San Carlo sold tickets for just € 1 – an absolute steal –
resulting in some 12,000 punters tuning in to watch the live stream.
Although the sound was pristine, stuttering image problems plagued the first
15 minutes (cue lots of Italians making sarcastic jokes about dodgy wifi in
the comments section). Kudos to whoever made the decision to pull the plug
and reboot the system; within a few minutes the stream was replayed from the
start, and I suffered no glitches at all. Those who abandoned the feed have
three days to watch “on demand”; Facebook indicates that up to 33k folks
were “going”.
Juraj Valčuha led a finely honed account of Mascagni’s
score – the better half of the Cav’n’Pag double bill pairing (don’t write
in!) – with sensible tempi, if sometimes over-cautious. Although this wasn’t
the earthiest reading, the San Carlo strings played with eloquence (tender
in the famous Intermezzo), while there were distinguished woodwind
contributions. “Experienced” would be the polite word for the mature San
Carlo chorus however, with scrawny soprano lines in the Easter Hymn and
tentative attack in the big moments. Social distancing is unkind in exposing
individual weaknesses.
There was no lack of attack from the stellar
quintet of principals. Elīna Garanča’s resplendent chest register has gained
fruity ripeness having taken on heavy Verdi and verismo roles these past few
years. Her grandiose, glamorous Santuzza ruled the roost, showing tremendous
disdain for Turiddu’s excuses. I’d happily luxuriate in Garanča’s Rolls
Royce of a mezzo for hours. “Voi lo sapete” was simply majestic.

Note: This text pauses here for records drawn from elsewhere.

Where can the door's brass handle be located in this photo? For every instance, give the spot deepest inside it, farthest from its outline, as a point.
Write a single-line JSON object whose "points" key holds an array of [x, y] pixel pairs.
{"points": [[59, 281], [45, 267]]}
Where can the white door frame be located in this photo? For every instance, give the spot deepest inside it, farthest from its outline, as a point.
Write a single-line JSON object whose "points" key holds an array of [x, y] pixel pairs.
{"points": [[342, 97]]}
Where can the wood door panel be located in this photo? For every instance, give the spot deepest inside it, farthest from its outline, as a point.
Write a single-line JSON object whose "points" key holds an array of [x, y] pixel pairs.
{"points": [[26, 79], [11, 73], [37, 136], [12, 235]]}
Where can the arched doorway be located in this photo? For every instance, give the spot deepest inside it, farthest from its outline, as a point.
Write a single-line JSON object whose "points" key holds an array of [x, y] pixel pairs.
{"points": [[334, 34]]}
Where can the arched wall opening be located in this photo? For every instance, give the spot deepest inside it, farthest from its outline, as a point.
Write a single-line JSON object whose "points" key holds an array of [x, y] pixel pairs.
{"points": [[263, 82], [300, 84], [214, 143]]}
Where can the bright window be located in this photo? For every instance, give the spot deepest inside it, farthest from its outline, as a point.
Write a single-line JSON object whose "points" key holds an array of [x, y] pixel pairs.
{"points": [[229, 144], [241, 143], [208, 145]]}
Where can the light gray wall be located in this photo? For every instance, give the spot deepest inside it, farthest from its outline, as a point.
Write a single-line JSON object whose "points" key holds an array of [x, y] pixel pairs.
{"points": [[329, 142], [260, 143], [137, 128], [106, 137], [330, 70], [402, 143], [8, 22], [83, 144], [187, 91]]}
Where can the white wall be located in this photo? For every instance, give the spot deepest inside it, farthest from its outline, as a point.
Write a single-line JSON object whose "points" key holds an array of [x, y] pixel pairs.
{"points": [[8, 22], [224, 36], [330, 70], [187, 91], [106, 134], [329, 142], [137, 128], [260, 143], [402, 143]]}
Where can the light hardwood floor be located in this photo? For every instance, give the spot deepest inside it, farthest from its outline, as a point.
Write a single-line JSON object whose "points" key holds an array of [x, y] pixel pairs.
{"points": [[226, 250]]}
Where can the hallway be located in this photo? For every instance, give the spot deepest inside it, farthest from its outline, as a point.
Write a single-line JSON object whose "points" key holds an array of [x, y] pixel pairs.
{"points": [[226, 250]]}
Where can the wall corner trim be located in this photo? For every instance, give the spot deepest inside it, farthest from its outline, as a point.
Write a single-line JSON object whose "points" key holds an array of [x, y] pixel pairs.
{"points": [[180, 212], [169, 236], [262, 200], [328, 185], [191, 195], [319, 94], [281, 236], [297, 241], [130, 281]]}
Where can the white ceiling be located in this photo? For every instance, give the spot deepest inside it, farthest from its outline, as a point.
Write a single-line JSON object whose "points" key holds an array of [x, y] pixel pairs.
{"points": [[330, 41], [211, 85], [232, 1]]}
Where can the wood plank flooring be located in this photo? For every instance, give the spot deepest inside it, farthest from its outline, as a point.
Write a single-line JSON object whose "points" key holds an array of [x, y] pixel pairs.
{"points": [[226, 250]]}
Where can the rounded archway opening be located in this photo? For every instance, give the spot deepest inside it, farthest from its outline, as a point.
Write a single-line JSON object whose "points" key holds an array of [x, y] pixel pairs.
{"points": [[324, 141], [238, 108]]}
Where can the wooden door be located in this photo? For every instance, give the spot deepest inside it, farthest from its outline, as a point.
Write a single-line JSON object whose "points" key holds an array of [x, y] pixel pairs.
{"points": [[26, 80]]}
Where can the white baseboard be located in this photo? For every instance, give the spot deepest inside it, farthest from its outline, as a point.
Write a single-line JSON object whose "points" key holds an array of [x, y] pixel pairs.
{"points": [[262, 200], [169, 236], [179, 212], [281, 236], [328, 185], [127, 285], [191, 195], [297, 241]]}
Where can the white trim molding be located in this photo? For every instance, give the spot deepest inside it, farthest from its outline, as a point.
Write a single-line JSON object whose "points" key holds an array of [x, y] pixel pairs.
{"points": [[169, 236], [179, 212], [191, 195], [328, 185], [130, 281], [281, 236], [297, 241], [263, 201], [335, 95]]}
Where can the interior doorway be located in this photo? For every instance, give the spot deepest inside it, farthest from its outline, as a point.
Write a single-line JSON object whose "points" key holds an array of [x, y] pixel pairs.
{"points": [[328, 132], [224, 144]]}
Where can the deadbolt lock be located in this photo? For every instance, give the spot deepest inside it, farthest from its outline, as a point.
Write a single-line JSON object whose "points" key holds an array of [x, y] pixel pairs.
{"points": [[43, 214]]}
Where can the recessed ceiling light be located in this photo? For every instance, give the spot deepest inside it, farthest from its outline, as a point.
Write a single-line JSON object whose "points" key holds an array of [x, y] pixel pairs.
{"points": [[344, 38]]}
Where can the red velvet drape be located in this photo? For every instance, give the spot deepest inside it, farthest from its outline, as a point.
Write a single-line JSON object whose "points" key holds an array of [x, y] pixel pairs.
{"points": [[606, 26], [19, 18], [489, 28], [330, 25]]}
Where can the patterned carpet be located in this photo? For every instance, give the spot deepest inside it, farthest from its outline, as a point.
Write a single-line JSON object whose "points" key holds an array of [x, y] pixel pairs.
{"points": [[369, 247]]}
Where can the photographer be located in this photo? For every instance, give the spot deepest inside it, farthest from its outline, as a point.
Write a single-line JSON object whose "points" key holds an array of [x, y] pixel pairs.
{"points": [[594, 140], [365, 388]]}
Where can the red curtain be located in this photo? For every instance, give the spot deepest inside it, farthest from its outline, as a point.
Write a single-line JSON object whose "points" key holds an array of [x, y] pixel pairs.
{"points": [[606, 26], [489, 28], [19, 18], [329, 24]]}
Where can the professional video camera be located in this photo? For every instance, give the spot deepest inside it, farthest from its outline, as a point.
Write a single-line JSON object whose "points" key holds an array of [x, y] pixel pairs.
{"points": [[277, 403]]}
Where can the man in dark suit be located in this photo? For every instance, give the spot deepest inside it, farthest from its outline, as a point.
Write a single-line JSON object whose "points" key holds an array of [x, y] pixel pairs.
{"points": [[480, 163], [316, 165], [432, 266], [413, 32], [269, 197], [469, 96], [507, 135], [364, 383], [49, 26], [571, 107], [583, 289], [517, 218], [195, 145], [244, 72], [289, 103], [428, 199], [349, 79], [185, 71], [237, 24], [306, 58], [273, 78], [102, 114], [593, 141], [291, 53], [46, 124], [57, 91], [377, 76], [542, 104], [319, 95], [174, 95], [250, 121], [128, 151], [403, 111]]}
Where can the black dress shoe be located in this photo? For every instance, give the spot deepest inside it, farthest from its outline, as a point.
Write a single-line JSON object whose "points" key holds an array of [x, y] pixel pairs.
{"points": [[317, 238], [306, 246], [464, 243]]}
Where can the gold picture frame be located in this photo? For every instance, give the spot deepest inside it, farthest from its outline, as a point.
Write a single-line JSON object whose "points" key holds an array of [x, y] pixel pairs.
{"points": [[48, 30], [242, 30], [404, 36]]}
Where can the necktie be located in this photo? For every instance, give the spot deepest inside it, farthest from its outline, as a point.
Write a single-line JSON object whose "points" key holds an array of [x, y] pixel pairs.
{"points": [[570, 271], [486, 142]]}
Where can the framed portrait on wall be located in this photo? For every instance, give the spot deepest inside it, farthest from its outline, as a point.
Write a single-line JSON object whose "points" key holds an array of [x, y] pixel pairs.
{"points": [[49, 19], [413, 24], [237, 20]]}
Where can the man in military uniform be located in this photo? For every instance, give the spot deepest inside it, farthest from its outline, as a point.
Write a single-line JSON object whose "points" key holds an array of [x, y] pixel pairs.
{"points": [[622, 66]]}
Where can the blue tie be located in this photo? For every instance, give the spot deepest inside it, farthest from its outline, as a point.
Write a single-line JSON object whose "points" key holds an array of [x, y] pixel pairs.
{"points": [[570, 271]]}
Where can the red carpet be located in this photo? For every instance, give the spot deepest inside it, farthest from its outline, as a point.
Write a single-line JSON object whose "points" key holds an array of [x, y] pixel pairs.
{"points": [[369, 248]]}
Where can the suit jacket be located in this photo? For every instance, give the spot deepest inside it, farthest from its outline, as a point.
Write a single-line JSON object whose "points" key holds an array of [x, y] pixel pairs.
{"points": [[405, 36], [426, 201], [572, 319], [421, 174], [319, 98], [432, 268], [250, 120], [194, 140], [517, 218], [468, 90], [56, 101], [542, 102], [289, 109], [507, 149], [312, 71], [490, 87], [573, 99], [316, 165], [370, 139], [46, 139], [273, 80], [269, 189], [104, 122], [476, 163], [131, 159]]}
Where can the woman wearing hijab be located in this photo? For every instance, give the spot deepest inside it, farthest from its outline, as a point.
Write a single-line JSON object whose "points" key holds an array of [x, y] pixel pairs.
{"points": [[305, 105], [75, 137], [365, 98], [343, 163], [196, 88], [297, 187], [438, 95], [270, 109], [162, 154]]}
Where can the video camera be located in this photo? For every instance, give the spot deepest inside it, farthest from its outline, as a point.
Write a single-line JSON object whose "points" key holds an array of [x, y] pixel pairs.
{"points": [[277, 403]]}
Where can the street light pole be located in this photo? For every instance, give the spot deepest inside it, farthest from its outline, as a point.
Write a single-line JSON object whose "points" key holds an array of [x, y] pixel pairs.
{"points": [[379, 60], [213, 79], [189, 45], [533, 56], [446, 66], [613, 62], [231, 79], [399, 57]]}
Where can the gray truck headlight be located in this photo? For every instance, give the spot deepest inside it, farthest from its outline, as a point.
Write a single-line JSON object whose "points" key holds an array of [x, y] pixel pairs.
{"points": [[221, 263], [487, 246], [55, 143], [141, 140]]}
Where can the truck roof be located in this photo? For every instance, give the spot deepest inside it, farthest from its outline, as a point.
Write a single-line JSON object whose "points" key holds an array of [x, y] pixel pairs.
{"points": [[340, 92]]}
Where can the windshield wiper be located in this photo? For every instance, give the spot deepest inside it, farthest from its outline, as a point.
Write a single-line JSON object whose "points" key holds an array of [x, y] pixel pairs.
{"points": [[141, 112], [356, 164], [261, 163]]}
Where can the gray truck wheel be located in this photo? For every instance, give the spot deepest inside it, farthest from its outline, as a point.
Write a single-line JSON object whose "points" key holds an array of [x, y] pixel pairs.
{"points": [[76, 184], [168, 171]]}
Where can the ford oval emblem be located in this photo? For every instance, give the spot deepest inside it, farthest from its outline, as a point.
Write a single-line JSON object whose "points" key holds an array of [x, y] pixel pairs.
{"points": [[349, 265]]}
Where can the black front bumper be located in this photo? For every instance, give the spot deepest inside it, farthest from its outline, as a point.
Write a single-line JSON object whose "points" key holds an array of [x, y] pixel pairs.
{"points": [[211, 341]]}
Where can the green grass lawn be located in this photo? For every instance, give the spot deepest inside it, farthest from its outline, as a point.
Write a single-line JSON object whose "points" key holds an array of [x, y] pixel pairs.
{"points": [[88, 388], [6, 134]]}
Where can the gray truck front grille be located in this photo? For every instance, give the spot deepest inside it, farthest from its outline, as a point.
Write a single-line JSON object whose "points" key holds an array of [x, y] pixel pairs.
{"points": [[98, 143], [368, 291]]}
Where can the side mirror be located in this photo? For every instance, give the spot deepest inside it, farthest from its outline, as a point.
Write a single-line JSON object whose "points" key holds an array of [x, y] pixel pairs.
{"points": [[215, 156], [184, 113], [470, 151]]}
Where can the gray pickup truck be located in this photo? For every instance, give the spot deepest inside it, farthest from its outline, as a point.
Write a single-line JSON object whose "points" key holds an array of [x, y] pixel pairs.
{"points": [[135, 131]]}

Jonas Kaufmann is also in great voice at the moment. Following a lovely
Rodolfo for Bayerische Staatsoper at the start of the week, his Turiddu was
terrific, more inclined to verismo sobs in the vocal line than Garanča.
There were plenty of tenor thrills – the duet with Santuzza sizzled – but it
was his farewell to Elena Zilio’s Mamma Lucia that tugged the heartstrings.
Zilio, 80 next year, still has a big, rasping mezzo and her performance was
soaked in sincerity.
In the “real world”, Maria Agresta wouldn’t
take on a tiny role like Lola, but she made her flirtatious mark here.
Claudio Sgura’s baritone was on the slim side as Alfio, outgunned by Garanča
in their big duet where he swears vengeance, but his carter’s song was
jauntily sung.
Although a concert performance, the video director
added a few bits of pre-recorded slow-motion “action” during orchestral
scene setting – a tousle-haired Kaufmann canoodles with Agresta in one of
the boxes, spied by a pensive Garanča; Sgura and Kaufmann square up in the
corridor, that sort of thing. Cheesy, perhaps, but who doesn’t love a
sprinkling of pecorino pepato on their alla Norma?